Aha!
Six years ago an artist friend mentioned an ‘Aha!’ moment that happens to people somewhere on their artistic journey, basically a sudden epiphany about what they really want to do. I think I may finally have had one of those this week.
For as long as I can remember, the human form has been an object of intense fascination for me. As a teenager, in a restrictive home environment, sketching figures and faces from magazines and from life was a triumphant release for me. I filled sketchbooks with my drawings. My sister was my ultimate muse. We shared a room, I would observe her as she sat on the floor with a novel on her knees, I studied her as she folded her little body into the rocking chair in our room, as she bent on her books, working hard at schoolwork on her desk. I enjoyed working with a pencil, I was partial to mechanical ones. The process of studying and producing accurate line drawings from life gave me the greatest joy. I did not have a teacher or a lot of artistic references to learn from. So I muddled along. I even tried achieving tonal values at times, through cross hatching, though most often by rubbing graphite into my work.
This week I have discovered a way to bring those earliest of artistic impulses into my paintings! Yes there is an exclamation point there! And again :) because this is so exciting. I was working on a painting in the midst of which I happened to pick up a black oil pastel lying on the table. The original idea was to draw a figure onto a wooden surface that had a few layers of paint on it and then to go forward with painting it in a manner I am more or less accustomed to.

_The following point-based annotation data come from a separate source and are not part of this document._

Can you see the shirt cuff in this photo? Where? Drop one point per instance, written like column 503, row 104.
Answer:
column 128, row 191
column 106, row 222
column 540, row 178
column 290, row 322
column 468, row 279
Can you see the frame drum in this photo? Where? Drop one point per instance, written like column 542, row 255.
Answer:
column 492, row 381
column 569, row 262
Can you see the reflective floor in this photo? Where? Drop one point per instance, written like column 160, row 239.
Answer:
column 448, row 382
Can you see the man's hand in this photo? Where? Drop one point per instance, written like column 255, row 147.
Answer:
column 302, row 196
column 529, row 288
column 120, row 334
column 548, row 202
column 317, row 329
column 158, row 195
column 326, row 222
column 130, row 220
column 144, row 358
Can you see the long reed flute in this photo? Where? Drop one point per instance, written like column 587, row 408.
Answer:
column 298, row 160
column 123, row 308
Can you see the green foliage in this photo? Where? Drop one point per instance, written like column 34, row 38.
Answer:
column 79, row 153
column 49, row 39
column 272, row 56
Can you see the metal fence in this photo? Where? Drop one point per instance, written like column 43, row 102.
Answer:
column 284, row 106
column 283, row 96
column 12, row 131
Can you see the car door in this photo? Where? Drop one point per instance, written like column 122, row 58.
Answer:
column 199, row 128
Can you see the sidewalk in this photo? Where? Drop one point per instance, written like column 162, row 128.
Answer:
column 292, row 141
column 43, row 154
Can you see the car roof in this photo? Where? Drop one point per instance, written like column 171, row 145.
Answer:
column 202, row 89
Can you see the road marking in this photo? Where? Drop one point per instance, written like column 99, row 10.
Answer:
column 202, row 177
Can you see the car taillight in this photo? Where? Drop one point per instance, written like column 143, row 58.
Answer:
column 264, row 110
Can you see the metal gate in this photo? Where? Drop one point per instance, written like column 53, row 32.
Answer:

But the appearance of these black oil pastel lines shook everything up. I found I wasn’t inclined to cover them up with paint as I had been planning to. The more I stood in front of this work on successive mornings, the more it has grown on me. The lines have grown more numerous, some cross hatching has appeared as well. Simultaneously the paint has echoed the line-work through subtle tonal changes. It is making for a very interesting, raw visual experience. Drawing and painting have been pulled together onto a surface and it is making my heart sing! Aha!